In recent days, sexual assault has been a trending topic in the media, with Harvey Weinstein, #metoo, and more front and center of all discussions. I personally came into contact with sexual assault some time ago. At the time, I truly felt alone, ashamed; my trauma was taboo. And then I saw an article by the New York Times as I scrolled through my newsfeed. It hit me like a truck, and for a while I could do nothing but reread the words on the screen. It wasn’t that I hadn’t considered that there were other people involved in sexual assault accusations, but I was shocked that they saw their struggle in such a way, and for the first heartening time, I saw sexual assault discussed freely: victims telling their stories, and shame melting away.
I was at a party with my friends, I was wearing a loose dress that reached my knees and I wasn’t drinking. This was a place for a girl like me– there were enough people I knew to guarantee that I wasn’t in any danger or sketchy gathering. I followed every rule in the book. Then, the moment I took a couple of steps away from my friends to grab a drink, I felt a hand slide down my back and touch me. Immediately, I felt every nerve in my body tense with cramped awareness, I grew cold and angry. When I whipped around to respond rather aggressively to the guy, he was gone.
All the happiness that I had felt that night slipped away. I was scared. I didn’t get the drink, and I didn’t dance the rest of the night. I stood next to my tallest, scariest-looking friend. I asked them to protect me.
My friend told me they identified the boy who had assaulted me: a guy I knew, I talked to. This horrified me, but I couldn’t say anything. In my country, rape or assault isn’t a topic you talk about. I felt like I couldn’t call the boy out; he was someone I knew, and this information would hurt him. But I also couldn’t just do nothing. So the next Monday, I armed myself with all the courage my little body could handle, let my friends know where I would be, and I confronted the guy. The details of the conversation I will not reveal, but I can tell you I made him cry. Today I am confident he would never do that again. We are not friends anymore.
I don’t walk alone anymore, at parties I ask a friend to come with me if I have to separate from the group, and more than ever, I am afraid that at parties which are supposed to be safe, some drunken harasser will assault me. Yet above all, I am most afraid of telling my parents, who struggled through a similar experience concerning my sister. Women in my country ask why my sister doesn’t come back to her home country, why she became depressed, why she will not be there the day I graduate, why there was a time I thought I was going to lose her forever. They never ask about the boy.

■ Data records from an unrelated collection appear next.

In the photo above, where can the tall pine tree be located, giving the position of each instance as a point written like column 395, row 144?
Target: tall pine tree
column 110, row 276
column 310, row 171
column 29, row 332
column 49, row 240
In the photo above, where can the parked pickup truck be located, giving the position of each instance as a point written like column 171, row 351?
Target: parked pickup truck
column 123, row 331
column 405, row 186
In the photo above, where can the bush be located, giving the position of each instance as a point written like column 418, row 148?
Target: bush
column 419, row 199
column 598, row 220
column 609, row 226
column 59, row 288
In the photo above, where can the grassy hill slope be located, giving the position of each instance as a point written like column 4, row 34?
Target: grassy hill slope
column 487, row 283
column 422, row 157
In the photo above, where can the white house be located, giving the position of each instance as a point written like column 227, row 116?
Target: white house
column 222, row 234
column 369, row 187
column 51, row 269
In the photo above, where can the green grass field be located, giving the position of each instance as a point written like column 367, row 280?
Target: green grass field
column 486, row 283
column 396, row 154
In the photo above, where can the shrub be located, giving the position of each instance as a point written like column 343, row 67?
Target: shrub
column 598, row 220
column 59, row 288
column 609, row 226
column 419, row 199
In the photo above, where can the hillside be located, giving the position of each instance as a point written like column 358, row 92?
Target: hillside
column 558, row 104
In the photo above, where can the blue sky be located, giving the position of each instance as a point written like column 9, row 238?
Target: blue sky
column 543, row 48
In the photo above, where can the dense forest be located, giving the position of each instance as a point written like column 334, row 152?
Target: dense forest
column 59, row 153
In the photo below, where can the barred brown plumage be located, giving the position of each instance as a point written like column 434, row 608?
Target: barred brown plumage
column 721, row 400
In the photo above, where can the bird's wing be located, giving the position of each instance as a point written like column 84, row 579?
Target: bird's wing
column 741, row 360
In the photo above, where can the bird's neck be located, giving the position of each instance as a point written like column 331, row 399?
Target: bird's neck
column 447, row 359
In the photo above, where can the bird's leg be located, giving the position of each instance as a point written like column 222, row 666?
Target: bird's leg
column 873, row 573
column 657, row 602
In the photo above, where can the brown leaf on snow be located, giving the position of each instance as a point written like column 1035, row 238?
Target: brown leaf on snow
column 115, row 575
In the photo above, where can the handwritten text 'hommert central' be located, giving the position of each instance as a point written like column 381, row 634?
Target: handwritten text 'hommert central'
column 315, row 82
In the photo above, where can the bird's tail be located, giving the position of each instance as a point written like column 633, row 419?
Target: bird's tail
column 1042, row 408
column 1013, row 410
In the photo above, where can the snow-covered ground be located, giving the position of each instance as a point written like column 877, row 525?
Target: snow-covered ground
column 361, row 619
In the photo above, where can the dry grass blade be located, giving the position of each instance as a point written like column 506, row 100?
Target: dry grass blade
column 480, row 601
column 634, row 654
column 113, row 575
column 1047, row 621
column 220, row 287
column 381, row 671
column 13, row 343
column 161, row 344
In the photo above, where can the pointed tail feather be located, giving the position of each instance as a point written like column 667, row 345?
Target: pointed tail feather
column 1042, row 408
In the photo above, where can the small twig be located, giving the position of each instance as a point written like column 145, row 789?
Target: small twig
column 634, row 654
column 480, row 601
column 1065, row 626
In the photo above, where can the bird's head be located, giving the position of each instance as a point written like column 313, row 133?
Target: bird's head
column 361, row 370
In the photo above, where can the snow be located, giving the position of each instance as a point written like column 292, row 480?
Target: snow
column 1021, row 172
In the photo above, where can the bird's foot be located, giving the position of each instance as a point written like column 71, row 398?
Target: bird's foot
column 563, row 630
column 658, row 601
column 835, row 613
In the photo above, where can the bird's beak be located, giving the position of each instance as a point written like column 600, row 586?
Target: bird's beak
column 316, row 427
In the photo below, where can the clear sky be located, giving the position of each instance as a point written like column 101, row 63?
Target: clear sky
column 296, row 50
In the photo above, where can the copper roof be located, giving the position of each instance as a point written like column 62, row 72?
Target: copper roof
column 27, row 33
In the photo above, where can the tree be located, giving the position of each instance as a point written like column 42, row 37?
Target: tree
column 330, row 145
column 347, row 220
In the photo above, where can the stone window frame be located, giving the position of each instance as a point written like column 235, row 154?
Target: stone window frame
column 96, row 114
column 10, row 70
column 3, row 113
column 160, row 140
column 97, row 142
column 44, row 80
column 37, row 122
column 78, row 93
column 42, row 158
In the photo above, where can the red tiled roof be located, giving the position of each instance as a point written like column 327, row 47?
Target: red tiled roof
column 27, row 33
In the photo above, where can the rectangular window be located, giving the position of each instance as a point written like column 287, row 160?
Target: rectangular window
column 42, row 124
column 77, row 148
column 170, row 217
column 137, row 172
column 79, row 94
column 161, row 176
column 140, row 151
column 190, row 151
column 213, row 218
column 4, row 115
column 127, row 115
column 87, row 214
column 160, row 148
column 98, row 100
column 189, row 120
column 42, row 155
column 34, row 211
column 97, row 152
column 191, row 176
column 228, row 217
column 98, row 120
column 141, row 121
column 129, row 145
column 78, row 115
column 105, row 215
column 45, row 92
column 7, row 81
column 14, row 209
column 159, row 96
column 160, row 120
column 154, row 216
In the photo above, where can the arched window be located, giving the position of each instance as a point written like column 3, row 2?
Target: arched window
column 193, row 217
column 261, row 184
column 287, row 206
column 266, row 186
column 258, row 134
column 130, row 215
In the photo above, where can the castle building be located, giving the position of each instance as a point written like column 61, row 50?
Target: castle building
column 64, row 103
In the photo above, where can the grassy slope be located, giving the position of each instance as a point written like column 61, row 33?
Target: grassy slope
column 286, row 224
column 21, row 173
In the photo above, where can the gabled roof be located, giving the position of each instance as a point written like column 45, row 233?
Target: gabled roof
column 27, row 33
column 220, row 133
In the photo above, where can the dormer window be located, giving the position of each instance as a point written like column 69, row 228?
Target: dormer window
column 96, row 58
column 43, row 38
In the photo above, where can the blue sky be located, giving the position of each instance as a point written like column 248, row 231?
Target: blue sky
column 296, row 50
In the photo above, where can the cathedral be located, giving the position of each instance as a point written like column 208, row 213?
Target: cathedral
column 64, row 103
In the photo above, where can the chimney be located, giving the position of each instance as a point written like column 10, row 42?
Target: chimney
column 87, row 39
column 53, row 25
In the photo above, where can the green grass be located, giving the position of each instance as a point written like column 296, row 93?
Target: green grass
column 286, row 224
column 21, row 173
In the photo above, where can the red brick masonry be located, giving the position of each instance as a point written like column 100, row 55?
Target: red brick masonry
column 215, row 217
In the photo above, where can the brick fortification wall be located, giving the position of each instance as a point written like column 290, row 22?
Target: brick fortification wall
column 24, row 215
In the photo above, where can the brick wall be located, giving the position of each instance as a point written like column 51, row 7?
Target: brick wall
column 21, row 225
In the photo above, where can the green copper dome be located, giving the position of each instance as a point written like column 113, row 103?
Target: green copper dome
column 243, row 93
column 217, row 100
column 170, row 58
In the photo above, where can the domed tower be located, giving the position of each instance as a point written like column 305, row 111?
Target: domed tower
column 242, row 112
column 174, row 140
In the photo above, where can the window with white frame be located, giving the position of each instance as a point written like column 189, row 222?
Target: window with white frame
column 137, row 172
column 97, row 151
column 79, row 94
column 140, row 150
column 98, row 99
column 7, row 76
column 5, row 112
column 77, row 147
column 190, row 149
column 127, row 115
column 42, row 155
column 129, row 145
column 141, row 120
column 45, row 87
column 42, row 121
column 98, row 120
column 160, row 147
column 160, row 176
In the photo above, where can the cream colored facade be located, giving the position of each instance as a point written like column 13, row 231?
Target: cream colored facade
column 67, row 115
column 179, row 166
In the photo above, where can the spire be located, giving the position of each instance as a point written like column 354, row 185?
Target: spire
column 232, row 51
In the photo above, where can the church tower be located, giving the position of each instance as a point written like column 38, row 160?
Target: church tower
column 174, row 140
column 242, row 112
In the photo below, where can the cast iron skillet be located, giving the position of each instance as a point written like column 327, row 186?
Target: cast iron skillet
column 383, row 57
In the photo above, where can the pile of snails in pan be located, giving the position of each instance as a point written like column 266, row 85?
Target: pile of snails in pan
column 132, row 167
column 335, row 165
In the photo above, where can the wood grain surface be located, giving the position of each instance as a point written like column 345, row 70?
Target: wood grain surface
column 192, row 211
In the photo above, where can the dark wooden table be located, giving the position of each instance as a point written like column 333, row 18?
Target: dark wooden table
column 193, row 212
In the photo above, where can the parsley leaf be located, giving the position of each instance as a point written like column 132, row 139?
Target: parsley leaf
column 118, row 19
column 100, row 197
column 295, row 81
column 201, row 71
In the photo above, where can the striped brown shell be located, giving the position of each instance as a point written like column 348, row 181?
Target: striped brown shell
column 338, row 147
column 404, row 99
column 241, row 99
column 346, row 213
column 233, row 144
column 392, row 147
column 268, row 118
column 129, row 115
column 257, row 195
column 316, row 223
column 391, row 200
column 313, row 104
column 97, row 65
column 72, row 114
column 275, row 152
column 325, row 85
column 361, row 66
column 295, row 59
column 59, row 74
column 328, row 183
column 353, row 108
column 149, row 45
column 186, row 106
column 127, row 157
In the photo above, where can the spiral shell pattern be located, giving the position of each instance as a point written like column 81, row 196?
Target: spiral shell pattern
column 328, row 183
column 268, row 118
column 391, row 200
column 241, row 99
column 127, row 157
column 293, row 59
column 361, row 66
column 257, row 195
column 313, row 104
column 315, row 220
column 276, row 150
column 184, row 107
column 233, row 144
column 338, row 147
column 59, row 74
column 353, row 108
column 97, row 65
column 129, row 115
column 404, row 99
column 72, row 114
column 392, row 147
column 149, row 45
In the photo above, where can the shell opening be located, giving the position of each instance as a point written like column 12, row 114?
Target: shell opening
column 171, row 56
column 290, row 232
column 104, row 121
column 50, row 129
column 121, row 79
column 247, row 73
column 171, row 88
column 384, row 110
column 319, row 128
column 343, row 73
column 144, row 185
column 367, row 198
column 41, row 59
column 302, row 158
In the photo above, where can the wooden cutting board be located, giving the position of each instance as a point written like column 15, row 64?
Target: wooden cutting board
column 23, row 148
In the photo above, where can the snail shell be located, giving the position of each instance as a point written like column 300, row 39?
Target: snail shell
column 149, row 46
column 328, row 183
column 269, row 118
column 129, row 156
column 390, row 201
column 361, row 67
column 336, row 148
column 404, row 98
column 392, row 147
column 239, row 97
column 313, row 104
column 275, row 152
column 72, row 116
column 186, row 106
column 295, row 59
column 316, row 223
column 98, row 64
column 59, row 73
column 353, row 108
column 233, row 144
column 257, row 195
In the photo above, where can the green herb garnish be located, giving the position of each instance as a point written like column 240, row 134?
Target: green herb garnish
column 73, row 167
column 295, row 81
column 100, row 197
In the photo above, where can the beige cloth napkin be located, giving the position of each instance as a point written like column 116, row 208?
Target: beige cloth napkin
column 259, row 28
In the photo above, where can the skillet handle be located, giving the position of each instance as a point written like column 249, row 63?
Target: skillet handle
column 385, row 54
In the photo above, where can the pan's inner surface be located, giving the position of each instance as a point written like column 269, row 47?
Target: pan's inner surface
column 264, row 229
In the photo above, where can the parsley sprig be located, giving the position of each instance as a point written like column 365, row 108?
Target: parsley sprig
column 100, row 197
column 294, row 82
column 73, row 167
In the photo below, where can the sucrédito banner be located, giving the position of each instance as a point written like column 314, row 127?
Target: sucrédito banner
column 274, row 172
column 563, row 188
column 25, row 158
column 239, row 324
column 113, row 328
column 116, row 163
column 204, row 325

It all stems from having a backwards mentality about assault and rape, a mentality more appropriate to a developing country like mine than to the US. If men and women are taught that assault and rape is something unimportant, something to take lightly, to trifle with, sexual assault will go unreported, unpenalized, unchecked. There will be negative repercussions for victims who speak up. The path to true justice in cases of sexual assault is education. We need to fight for policies that protect victims. We need to begin a dialogue and destroying the surrounding stigma. Sexual assault is important, and as long as it exists, we cannot stop talking about it.